I’ve been combating having a great many things that I want to write about by not writing about anything. I usually like to let all of my little problems and to-dos accumulate until the mountain of them becomes virtually insurmountable. It’s just easier that way.
That being said, I can’t put off writing about this anymore. The Concord Free Press is doing something seriously incredible and I want to get behind it. I had never heard of them until last Sunday when I was walking through the Book Mill in Montague, Ma, browsing some used fiction. There in the middle of stacks and stacks of books I didn’t need was a display with maybe 10 copies of The Next Queen of Heaven urging me to take one free of charge. The book was written by the dude who writes all those books about Oz. I can’t ever remember his name, but (thank you, internet), it Gregory Maguire. Maguire (despite my not knowing him or his work well at all) is certainly a mainstream author. Hell, they made a Broadway show out of one of his books.
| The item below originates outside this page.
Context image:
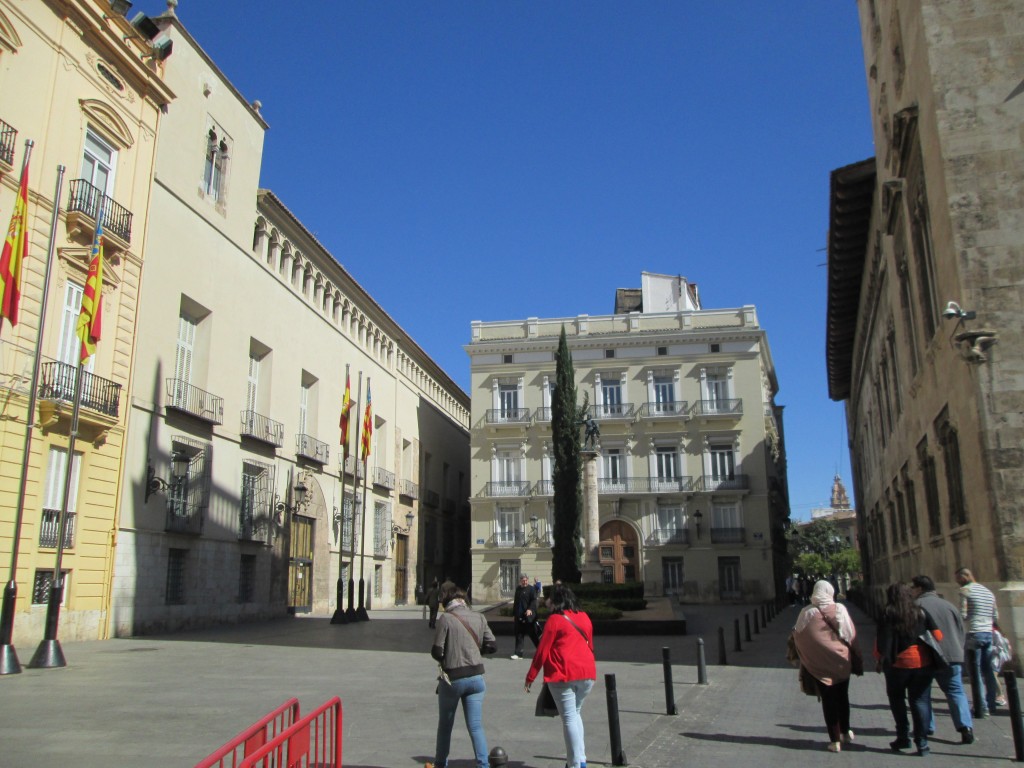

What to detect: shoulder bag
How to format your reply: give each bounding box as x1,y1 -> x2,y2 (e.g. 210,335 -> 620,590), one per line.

It’s heartening that someone who actually has made money in novel-writing would turn their work over to a free press with no hope of monetary compensation.
I spent most of the car ride home reading the back flap and the endpapers trying to figure out just who the hell was paying for the book I just got for nothing. Wealthy donors? Was it a vanity press? A crazy millionaire bent on fiction for the masses?
When I got home I did some quick google-fingersing and discovered that the Concord Free Press runs on donations and grants—they are a certified non-profit dedicated to sharing excellent works of fiction and supporting charity in whatever form. They ask that anyone who gets their hands on a copy of a Concord Free Press donate to the charity of their choice and report it on the press website. The Next Queen of Heaven has raised 97 thousand dollars so far for charities across the country. The interesting things don’t stop there, either; the press asks that when you finish a book, you pass it along to a friend or stranger, and that way the donations keep rolling in and the book is seen by more than 2500 people who get the first copy.
Incredible, right?
I haven’t read my copy of The Next Queen of Heaven, yet; I’m still shoulder-deep in Steven Millhauser’s The Knife Thrower: and Other Stories (which alternates from being awesome to too much crazy). I’m really looking forward to starting it though and making sure it’s really good and not just part of some ploy to get me to read shitty fiction.